Comparing the above output to the source data, all but 2 was not classified correctly (80%).  But this was on a sample of 20 data observations.  We can use sklearn's accuracy score for larger data size.

In [33]:
from sklearn.metrics import accuracy_score

accuracy_score(labels_test[:1000], rfc.predict(features_test_std[:1000]))

0.77100000000000002

# Re-Using the Machine Learning Model to Classify Future Claims

### Persist the model so that we can re-use it without having to retrain

In [35]:
import pickle

pickle.dump(rfc, open('/home/pybokeh/Dropbox/python/jupyter_notebooks/machine_learning/randomforest.sk','wb'))

MemoryError: 

### Re-use the Model and Load Helper Data Structures

In [54]:
# Load the model
rfc2 = pickle.load(open('/home/pybokeh/Dropbox/python/jupyter_notebooks/machine_learning/randomforest.sk','rb'))

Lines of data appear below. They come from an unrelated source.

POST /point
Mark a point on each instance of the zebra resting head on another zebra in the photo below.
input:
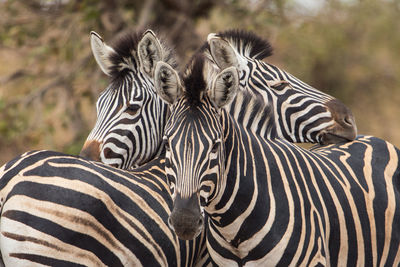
(130, 115)
(269, 202)
(302, 113)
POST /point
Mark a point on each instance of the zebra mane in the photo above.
(194, 80)
(125, 46)
(246, 43)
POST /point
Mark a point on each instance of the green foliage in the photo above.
(49, 81)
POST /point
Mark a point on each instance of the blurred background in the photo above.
(49, 81)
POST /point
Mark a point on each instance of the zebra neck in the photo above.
(252, 111)
(244, 198)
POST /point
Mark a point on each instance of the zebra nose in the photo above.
(91, 150)
(344, 128)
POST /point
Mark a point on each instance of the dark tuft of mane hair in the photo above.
(246, 43)
(193, 79)
(125, 46)
(126, 42)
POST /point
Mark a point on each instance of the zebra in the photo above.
(131, 116)
(62, 210)
(52, 182)
(303, 114)
(267, 201)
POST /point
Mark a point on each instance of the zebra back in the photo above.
(58, 209)
(270, 202)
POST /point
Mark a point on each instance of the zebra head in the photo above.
(130, 115)
(194, 139)
(302, 113)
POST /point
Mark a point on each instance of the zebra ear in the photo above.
(222, 52)
(167, 83)
(224, 87)
(149, 52)
(101, 52)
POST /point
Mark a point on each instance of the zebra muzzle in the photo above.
(186, 219)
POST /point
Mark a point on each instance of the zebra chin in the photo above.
(186, 219)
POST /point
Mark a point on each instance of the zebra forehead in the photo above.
(194, 80)
(125, 45)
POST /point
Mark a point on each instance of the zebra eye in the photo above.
(132, 108)
(280, 86)
(215, 147)
(166, 144)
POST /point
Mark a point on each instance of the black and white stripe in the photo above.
(60, 210)
(130, 116)
(274, 203)
(302, 113)
(125, 137)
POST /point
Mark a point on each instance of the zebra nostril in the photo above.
(200, 222)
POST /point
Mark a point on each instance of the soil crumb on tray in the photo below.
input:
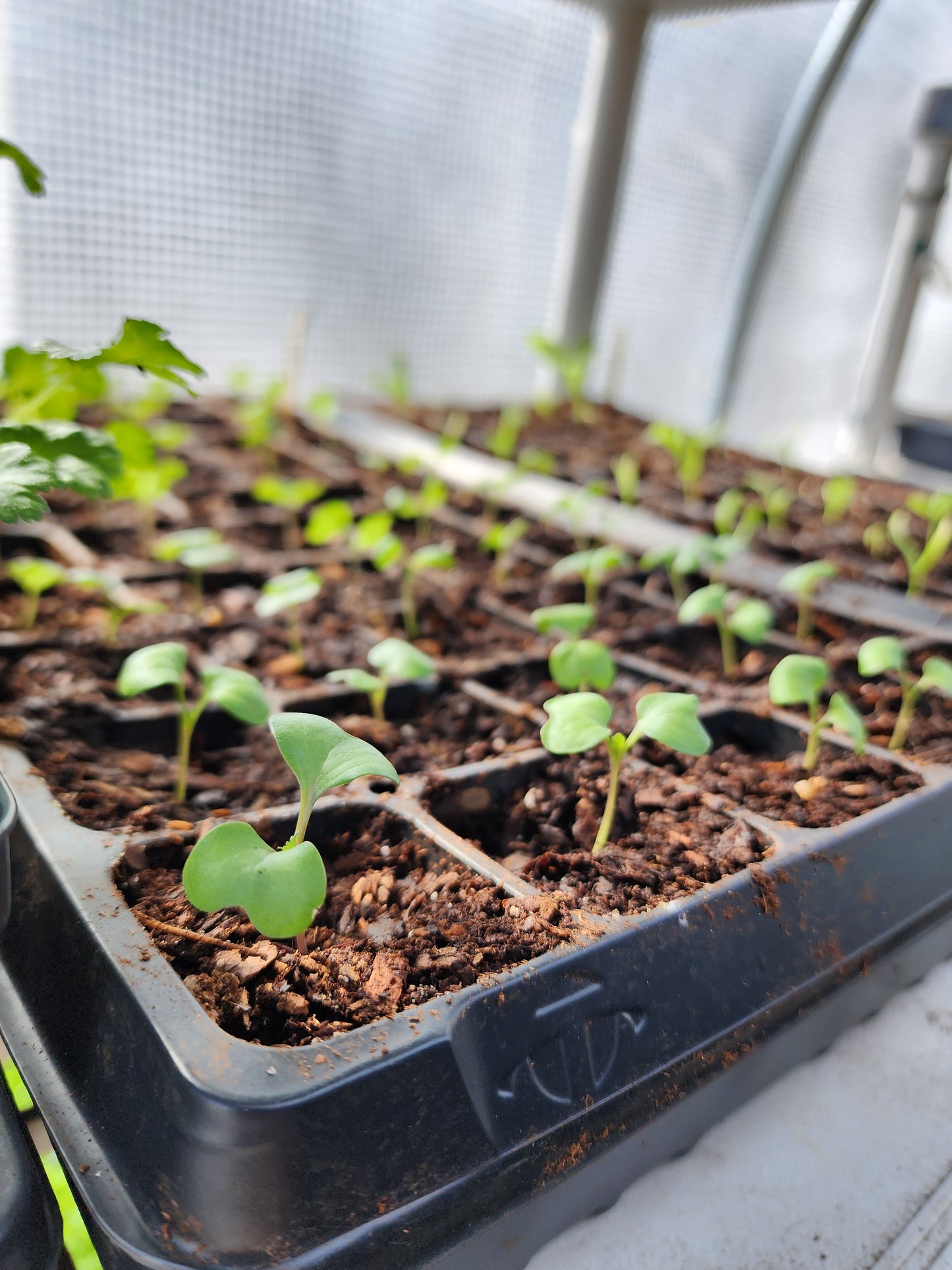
(665, 841)
(401, 925)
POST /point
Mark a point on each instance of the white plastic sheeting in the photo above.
(400, 171)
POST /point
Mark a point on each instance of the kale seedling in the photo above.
(285, 594)
(580, 720)
(501, 540)
(395, 660)
(575, 662)
(34, 575)
(837, 494)
(291, 496)
(886, 653)
(593, 567)
(159, 664)
(800, 679)
(281, 890)
(920, 560)
(197, 550)
(733, 614)
(802, 582)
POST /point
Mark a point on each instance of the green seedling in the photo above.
(593, 567)
(776, 498)
(920, 560)
(580, 720)
(160, 664)
(329, 522)
(575, 663)
(626, 473)
(285, 594)
(395, 384)
(434, 556)
(394, 660)
(733, 615)
(503, 440)
(197, 550)
(837, 494)
(293, 497)
(688, 451)
(121, 601)
(571, 365)
(34, 575)
(282, 890)
(886, 653)
(802, 582)
(798, 679)
(501, 541)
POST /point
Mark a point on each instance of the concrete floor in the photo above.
(846, 1164)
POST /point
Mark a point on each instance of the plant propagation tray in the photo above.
(465, 1104)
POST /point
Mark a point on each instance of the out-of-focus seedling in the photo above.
(802, 582)
(160, 664)
(394, 660)
(285, 594)
(34, 575)
(734, 615)
(282, 890)
(798, 679)
(575, 663)
(886, 653)
(580, 722)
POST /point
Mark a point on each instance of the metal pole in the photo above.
(797, 129)
(600, 139)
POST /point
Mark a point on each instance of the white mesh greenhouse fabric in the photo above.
(399, 171)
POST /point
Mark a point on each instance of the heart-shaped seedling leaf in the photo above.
(231, 867)
(843, 714)
(238, 693)
(322, 755)
(582, 662)
(153, 667)
(575, 723)
(797, 679)
(571, 620)
(329, 522)
(400, 661)
(937, 674)
(287, 591)
(880, 654)
(34, 575)
(672, 719)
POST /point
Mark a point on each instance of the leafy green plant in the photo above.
(34, 575)
(733, 614)
(626, 473)
(688, 451)
(160, 664)
(503, 440)
(434, 556)
(291, 496)
(395, 660)
(197, 550)
(580, 722)
(282, 890)
(121, 601)
(919, 559)
(575, 662)
(285, 594)
(802, 582)
(501, 540)
(800, 679)
(593, 567)
(837, 494)
(886, 653)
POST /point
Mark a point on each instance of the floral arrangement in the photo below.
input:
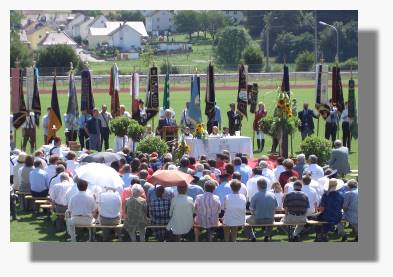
(200, 131)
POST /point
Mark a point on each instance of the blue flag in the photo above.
(195, 103)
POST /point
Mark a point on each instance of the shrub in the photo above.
(304, 61)
(119, 125)
(135, 130)
(318, 146)
(152, 144)
(252, 56)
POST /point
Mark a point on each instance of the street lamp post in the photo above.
(331, 26)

# Load helper data structures that we made earlier
part5_to_int_mapper = pickle.load(open(r'D:\jupyter\machine_learning\part5_to_int_mapper.sk', 'rb'))
symptom_to_int_mapper = pickle.load(open(r'D:\jupyter\machine_learning\symptom_to_int_mapper.sk', 'rb'))
int_to_symp_class_mapper = pickle.load(open(r'D:\jupyter\machine_learning\int_to_symp_class_mapper.sk', 'rb'))

Again, in a production environment, it is probably best to load the mappings from a relational database instead of using Python's pickle.

### Test a single observation using the model

In [55]:
# criteria = [part5, part cost, dtf, mtf, symptom]
criteria = [part5_to_int_mapper['04823'], 0, 0, 207, symptom_to_int_mapper['COSMETIC ISSUE']]
int_to_symp_class_mapper[clf2.predict([criteria])[0]]

'SEAT BELTS/REAR/COSMETIC ISSUE'

**That's it!**

Instead of symptom class names, we can classify warranty claims with other different types of classification labels so this classification example can be extended for any other classification we can come up with.

I have not tested this model extensively with other larger test data, but so far I have been impressed with the model so far.

# Conclusion

This small-scale example shows that a machine learning classification algorithm was able to classify warranty claims without hard-coded algorithms.  It was "trained" solely from the training data consisting of just some of the attributes of the warranty claims data.